The initial focus of Stuxnet was the Windows 0days and impact on the PC’s. Slowly people started to focus on the impact to the PLC’s and process. But I hadn’t heard much about Stuxnet as a new vulnerability exploit platform approach until the Pauldotcom interview with Dave Aitel on Episode 224 Part 1. [Listen at 19:24 for about 3 minutes]
Dave Aitel is a founder of Immunity, famous for the Daily Dave, and past S4 keynoter. In that section of the podcast he bemoans the persistent connection approach of all vulnerability exploit platforms including Metasploit, CORE and even his own Canvas.
“Constant connectivity to all your trojans … scales very badly and is not the right way to do this. … The next generation will look a lot more like Stuxnet and a lot less like Canvas”

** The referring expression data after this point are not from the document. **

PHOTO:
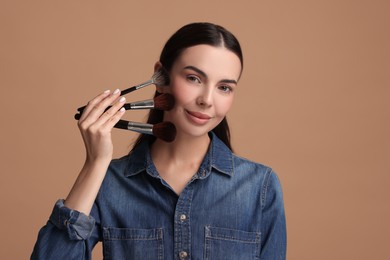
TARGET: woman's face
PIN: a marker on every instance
(202, 80)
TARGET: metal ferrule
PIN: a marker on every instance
(145, 104)
(147, 83)
(142, 130)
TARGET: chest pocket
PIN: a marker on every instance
(223, 243)
(126, 243)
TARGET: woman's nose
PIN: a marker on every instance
(205, 98)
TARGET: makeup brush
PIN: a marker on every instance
(163, 101)
(165, 131)
(159, 78)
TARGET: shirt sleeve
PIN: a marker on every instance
(273, 227)
(68, 234)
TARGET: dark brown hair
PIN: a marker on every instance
(188, 36)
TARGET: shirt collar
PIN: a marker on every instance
(219, 157)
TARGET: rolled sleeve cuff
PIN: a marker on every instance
(78, 225)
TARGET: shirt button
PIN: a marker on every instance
(183, 254)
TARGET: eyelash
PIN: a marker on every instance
(223, 88)
(226, 89)
(193, 78)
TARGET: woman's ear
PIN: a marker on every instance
(161, 89)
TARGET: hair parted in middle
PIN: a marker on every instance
(191, 35)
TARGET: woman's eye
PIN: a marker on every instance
(226, 89)
(194, 79)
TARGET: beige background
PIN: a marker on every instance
(313, 103)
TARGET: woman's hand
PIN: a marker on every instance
(96, 124)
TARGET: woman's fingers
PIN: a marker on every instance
(92, 103)
(97, 105)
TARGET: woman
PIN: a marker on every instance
(188, 199)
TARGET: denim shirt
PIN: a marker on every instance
(231, 209)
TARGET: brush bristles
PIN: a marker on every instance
(161, 77)
(164, 102)
(165, 131)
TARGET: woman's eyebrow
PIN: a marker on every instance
(201, 72)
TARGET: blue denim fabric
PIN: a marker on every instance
(231, 209)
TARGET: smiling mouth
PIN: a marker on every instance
(197, 117)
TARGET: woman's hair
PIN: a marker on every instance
(188, 36)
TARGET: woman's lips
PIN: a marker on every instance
(197, 117)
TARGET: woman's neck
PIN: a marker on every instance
(183, 149)
(178, 161)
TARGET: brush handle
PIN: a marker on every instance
(126, 91)
(144, 104)
(142, 128)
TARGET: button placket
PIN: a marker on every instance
(183, 255)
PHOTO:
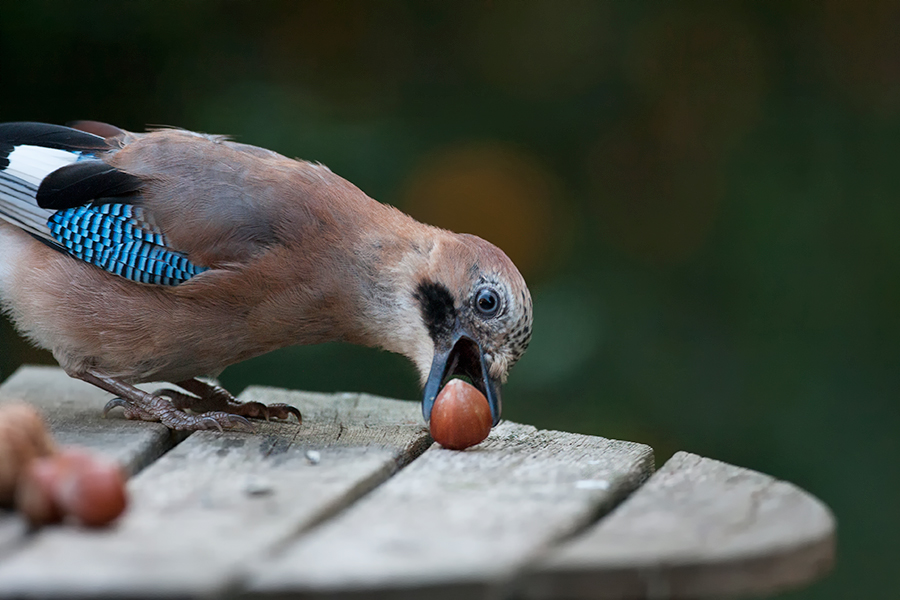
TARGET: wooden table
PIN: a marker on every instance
(358, 502)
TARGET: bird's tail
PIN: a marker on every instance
(37, 163)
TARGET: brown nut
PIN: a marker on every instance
(34, 492)
(461, 416)
(90, 488)
(74, 483)
(23, 437)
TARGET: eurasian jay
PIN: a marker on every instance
(169, 255)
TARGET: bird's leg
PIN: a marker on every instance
(138, 404)
(211, 397)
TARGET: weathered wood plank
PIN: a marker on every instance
(216, 504)
(459, 524)
(73, 410)
(699, 528)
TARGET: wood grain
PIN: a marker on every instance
(460, 524)
(217, 505)
(699, 528)
(73, 411)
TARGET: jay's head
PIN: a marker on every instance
(477, 311)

Dave continues to explain that the current approach of a persistent connection and static knowledgebase of everything that is going on is flawed, and what is needed is an autonomous worm with asynchronous encrypted messages. That section ends with a discussion of whether a product like that will ever be commercially viable since the market is really for scanners. An interesting little three minutes.
Even if we never see a commercial product take the Stuxnet platform approach, we are likely to see specific attacks and attackers learn this from Stuxnet as well.